Composé de 80 cartes, qualifiées aussi de lames, appartenant à trois catégories distinctes : dieux, hiéroglyphes et idéogrammes, dont le graphisme reste semblable à celui retrouvé sur les fresques des temples de l’Egypte Ancienne, ce jeu de tarot ludique mentionne, sur chacun des éléments qui le composent, le nom de l’image représentée ainsi que la notion à laquelle il renvoie, le Sphinx étant, par exemple, associé à la résolution d’énigmes, tandis que Anubis apparaît comme un guide et comme un juge, l’aigle faisant, pour sa part, référence à l’origine, à la lumière et au père.

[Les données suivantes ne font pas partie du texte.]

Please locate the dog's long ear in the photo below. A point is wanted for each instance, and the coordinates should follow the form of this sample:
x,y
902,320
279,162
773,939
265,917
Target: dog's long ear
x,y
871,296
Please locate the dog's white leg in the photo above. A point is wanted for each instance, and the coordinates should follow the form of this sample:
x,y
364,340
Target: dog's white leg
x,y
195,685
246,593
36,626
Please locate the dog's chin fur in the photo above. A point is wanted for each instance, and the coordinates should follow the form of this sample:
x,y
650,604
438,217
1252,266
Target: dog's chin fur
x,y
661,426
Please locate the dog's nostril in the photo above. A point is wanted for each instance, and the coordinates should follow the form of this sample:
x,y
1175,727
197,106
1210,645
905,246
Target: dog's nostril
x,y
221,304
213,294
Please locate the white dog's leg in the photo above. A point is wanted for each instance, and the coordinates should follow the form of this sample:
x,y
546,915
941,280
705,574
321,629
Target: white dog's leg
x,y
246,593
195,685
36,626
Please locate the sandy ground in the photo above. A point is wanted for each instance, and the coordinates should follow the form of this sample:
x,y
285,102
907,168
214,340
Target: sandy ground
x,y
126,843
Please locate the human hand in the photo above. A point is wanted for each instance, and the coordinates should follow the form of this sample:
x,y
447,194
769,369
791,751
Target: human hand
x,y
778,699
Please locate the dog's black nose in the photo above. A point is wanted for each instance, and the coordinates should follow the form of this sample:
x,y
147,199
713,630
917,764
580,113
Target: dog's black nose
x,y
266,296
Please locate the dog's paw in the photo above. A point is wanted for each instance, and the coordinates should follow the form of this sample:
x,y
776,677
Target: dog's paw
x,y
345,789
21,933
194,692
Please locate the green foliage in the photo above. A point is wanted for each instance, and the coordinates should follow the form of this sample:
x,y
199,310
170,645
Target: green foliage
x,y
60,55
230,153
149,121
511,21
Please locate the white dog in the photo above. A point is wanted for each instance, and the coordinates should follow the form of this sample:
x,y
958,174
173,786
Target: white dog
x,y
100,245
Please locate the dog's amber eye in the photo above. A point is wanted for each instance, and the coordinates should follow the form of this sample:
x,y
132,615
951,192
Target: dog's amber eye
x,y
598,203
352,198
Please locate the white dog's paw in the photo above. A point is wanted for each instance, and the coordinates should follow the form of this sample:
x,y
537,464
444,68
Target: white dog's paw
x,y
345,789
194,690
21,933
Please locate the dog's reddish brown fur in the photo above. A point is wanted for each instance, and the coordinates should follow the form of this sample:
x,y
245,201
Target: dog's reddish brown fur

Tous les thèmes du quotidien sont abordés dans le tarot égyptien, depuis la santé jusqu’à l’amour en passant par l’argent, l’interprétation de ces cartes requiert toutefois une certaine expérience et une bonne connaissance de l’égyptologie pour pouvoir fournir les meilleures indications possibles sur les événements à venir ainsi que sur la façon la plus appropriée de les aborder.
Remontant à l’époque de Ptolémée, astrologue grec qui s’installa à Alexandrie, ce jeu de tarot s’est largement répandu autour de la Méditerranée, grâce aux Gitans notamment, et est, sans doute, à l’origine du Tarot de Marseille, beaucoup plus utilisé aujourd’hui, celui-ci connaissant même un nouvel essor à l’heure actuelle.